A quelques jours de la journée mondiale contre la peine de mort, célébrée chaque année le 10 octobre, les militants de l’abolition de ce châtiment suprême se sont encore mobilisés pour faire pression sur le gouvernement.
Le but est de pousser le Maroc à voter le moratoire, après plusieurs abstentions. C’était lors d’un séminaire organisé par le CNDH en collaboration avec l’Association francophone des commissions nationales des droits de l’Homme, mercredi à Rabat sur la peine de mort en Afrique francophone.
Le ministre de la Justice, Mohamed Aujar, présent à cet événement n’a pas affiché une position claire sur la question, se contentant de rappeler les contradictions entre les dispositions du Code pénal et celles de la Constitution de 2011. «Alors que l’article 20 de la Constitution consacre le droit à la vie, le Code pénal prévoit la peine capitale dans certains cas», a-t-il rappelé. Son prédécesseur, Mustapha Ramid, actuellement en charge du département des droits de l’homme, s’était toujours montré intraitable sur ce sujet. D’ailleurs, la réforme du Code pénal, menée sous son mandat, a maintenu la peine de mort avec toutefois une atténuation des crimes passibles de ce châtiment. Dans la dernière version du projet de code pénal, 11 cas donnent lieu à la peine de mort contre 31 actuellement. Selon Aujar, le débat sur la peine de mort a dégagé trois visions, celles des pro-peine de mort, des abolitionnistes et du courant du juste-milieu qui prône l’atténuation des cas.
Aujar reconnaît en tout cas que la majorité de la société (citoyens et institutions) est en faveur de l’abolition de la peine de mort. «Mais en attendant que le débat gagne davantage en maturité, le Maroc continuera à s’abstenir lors du vote de la résolution de l’ONU sur la peine de mort», a-t-il fait-savoir. Pourtant, dans la réalité, le Maroc est abolitionniste de fait puisque la dernière exécution remonte à 1993 avec l’affaire Tabit, commissaire condamné à la peine capitale pour viol avec violences. Depuis, 90 condamnations à mort ont été prononcées, mais sans exécution.

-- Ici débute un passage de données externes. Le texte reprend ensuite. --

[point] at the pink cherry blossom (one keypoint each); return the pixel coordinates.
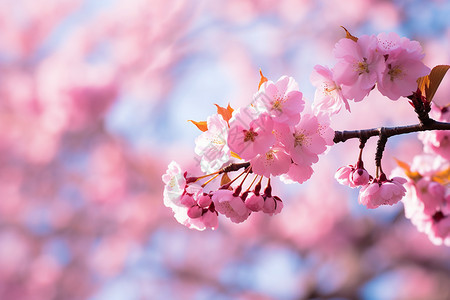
(212, 146)
(230, 204)
(399, 78)
(344, 175)
(272, 205)
(382, 191)
(255, 202)
(328, 97)
(352, 176)
(437, 141)
(282, 100)
(297, 173)
(274, 162)
(358, 66)
(175, 183)
(250, 137)
(304, 142)
(360, 176)
(427, 202)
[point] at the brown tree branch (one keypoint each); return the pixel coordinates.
(342, 136)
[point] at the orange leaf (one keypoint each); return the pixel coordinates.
(203, 126)
(225, 112)
(349, 36)
(263, 79)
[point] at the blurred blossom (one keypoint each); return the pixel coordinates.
(94, 102)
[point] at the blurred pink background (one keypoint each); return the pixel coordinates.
(94, 101)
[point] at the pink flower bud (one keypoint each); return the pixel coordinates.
(272, 205)
(195, 212)
(360, 177)
(204, 201)
(255, 202)
(187, 200)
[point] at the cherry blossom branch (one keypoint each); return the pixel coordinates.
(387, 132)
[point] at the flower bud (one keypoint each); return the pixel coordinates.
(195, 212)
(360, 177)
(254, 202)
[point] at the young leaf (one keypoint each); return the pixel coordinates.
(349, 36)
(225, 112)
(263, 79)
(203, 126)
(429, 84)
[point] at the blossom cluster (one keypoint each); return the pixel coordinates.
(279, 135)
(427, 200)
(390, 62)
(274, 136)
(197, 209)
(374, 191)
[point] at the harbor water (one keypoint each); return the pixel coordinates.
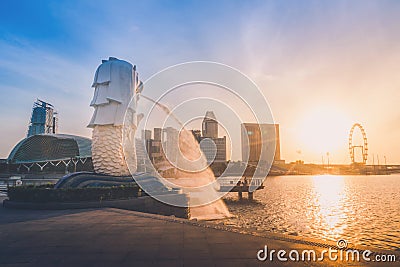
(363, 210)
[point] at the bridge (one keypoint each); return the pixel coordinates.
(242, 185)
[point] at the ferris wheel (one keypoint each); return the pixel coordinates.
(364, 146)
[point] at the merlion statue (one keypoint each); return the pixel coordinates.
(116, 82)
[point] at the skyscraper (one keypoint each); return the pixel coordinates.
(210, 125)
(43, 119)
(213, 147)
(259, 142)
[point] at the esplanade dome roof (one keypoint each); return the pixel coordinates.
(47, 147)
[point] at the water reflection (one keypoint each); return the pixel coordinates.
(329, 198)
(364, 210)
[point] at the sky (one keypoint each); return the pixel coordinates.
(322, 65)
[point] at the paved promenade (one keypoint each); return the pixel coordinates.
(114, 237)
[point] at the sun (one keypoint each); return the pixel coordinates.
(323, 129)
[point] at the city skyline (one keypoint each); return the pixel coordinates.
(322, 66)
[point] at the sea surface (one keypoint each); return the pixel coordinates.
(363, 210)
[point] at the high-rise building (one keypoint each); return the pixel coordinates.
(214, 148)
(197, 135)
(210, 125)
(259, 142)
(43, 119)
(157, 134)
(146, 134)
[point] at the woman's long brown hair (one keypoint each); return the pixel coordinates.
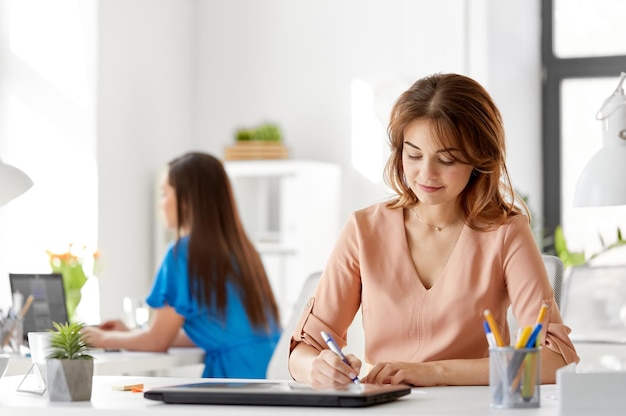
(219, 248)
(460, 114)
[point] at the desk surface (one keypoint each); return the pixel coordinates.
(466, 401)
(127, 362)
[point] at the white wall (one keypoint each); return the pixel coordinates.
(181, 74)
(145, 117)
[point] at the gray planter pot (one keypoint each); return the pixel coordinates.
(69, 380)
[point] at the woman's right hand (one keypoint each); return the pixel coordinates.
(328, 370)
(113, 325)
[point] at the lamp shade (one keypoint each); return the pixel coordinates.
(603, 180)
(13, 183)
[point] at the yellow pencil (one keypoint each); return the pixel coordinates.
(542, 312)
(524, 335)
(494, 329)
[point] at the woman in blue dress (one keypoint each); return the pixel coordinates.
(211, 290)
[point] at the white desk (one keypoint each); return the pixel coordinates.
(467, 401)
(128, 362)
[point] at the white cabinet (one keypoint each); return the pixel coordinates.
(290, 209)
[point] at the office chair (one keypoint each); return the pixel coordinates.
(554, 267)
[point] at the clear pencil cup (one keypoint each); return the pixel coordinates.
(514, 377)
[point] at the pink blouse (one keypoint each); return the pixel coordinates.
(404, 321)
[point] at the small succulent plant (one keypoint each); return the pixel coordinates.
(68, 343)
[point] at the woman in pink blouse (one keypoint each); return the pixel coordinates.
(425, 265)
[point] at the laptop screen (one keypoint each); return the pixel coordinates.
(48, 300)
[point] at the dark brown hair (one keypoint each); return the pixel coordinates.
(460, 114)
(219, 249)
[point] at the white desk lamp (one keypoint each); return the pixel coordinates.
(13, 183)
(603, 181)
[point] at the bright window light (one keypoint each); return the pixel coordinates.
(369, 145)
(47, 130)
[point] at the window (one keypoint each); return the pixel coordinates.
(583, 54)
(47, 129)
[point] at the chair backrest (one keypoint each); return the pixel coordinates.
(554, 267)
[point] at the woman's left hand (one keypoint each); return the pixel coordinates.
(94, 336)
(414, 374)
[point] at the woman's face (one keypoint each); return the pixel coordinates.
(168, 203)
(436, 175)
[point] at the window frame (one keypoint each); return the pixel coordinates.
(555, 71)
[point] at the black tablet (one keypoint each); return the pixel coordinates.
(275, 393)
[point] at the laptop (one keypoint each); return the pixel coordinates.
(275, 393)
(48, 300)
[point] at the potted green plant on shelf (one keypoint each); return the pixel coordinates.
(69, 364)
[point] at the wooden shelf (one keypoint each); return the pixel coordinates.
(256, 150)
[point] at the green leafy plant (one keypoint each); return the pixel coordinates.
(68, 342)
(571, 258)
(266, 132)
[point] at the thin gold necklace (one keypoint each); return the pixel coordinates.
(434, 227)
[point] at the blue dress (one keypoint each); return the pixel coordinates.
(234, 349)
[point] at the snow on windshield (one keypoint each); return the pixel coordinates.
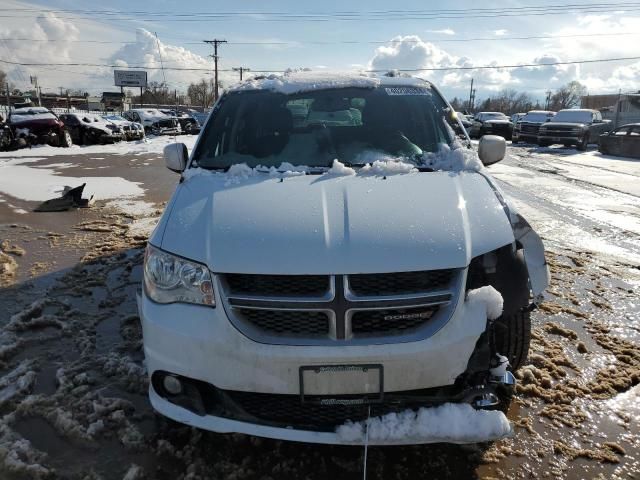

Les partenaires du CNDH ont en tout cas réitéré leur volonté de voir le Maroc voter le moratoire onusien. Nasos Makrythanasis, attaché de programmes au sein de l’Organisation internationale de la Francophonie a été on ne peut plus clair : «Le premier droit de l’homme est le droit à la vie. C’est un droit qui est inaliénable comme le stipule la Déclaration universelle des droits de l’homme de 1948», a-t-il rappelé. Pour inciter le Maroc à franchir le pas de l’abolition, il a indiqué que trois quarts des Etats francophones ont aboli la peine de mort. Au 31 décembre 2016, la majorité (20) des Etats membres de l’Union africaine ont aboli cette sentence en droit ou appliquent un moratoire de fait sur les exécutions tandis que 4 autres l’ont maintenu. Cependant, «ce chiffre encourageant ne doit pas masquer un recul inquiétant », a-t-il déploré. Il s’agit, en effet, de la hausse depuis 2014 du nombre de condamnation à mort et d’exécutions dans le monde. Des pays classés comme abolitionnistes de fait ont procédé à des exécutions.